Pour l’Amérique latine, l’intérêt saoudien représente l’arrivée d’un nouvel acteur dans la compétition mondiale pour les ressources minérales, renforçant ainsi le pouvoir de négociation des pays producteurs – mais aussi la pression exercée sur eux. Dans le cas du Chili, les discussions avec Codelco montrent que le débat ne porte plus seulement sur l’identité des acheteurs, mais aussi sur qui finance, participe, transfère la technologie et capte les étapes à plus forte valeur ajoutée de la chaîne de production.
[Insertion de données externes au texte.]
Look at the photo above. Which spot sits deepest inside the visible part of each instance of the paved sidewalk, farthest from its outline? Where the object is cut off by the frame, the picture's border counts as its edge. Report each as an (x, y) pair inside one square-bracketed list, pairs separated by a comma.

Outre le Chili, l’Arabie saoudite étend sa présence au Brésil, entretient des liens financiers et infrastructurels avec la Guyane via le Fonds saoudien pour le développement et s’intéresse également au Pérou, notamment dans les domaines minier et énergétique. Plus précisément :

  • Chili : Négociations Codelco-Arabie saoudite sur le cuivre ; options d’investissement dans le lithium évaluées par Manara.
  • Brésil : Manara a réalisé un investissement d’environ 2,5 milliards de dollars américains pour acquérir 10 % de Vale Base Metals.
  • Guyane : prêts de 150 millions de dollars du Fonds saoudien pour le développement pour des projets de logement et de transport ; annonces d’une plus grande coopération.
  • Pérou : accord de coopération et d’investissements miniers (via les voies officielles) et d’expansion énergétique liée à Peru LNG (MidOcean/Aramco).

Le Chili est un producteur clé de minéraux essentiels pour les économies mondiales, notamment la Chine, les États-Unis et l’Arabie saoudite. Ses ressources ont un impact sur diverses industries clés de ces pays, telles que la technologie, les énergies renouvelables et les infrastructures. Parmi ces ressources, on peut citer :

  • Cuivre : Principal composant des câbles électriques et des véhicules électriques, particulièrement important pour la Chine et les États-Unis.
  • Lithium : Crucial pour la production de batteries de véhicules électriques, avec une forte demande en Chine et aux États-Unis.
  • Molybdène : Utilisé dans les alliages d’acier et l’industrie aérospatiale.
  • Argent : Utilisé dans l’électronique et la bijouterie.
  • Or : Important pour les réserves internationales et l’industrie électronique.
  • Fer : Essentiel à l’industrie sidérurgique.
  • Nitrates : Engrais utilisés dans l’agriculture.
  • Iode : Utilisé dans les produits pharmaceutiques et électroniques.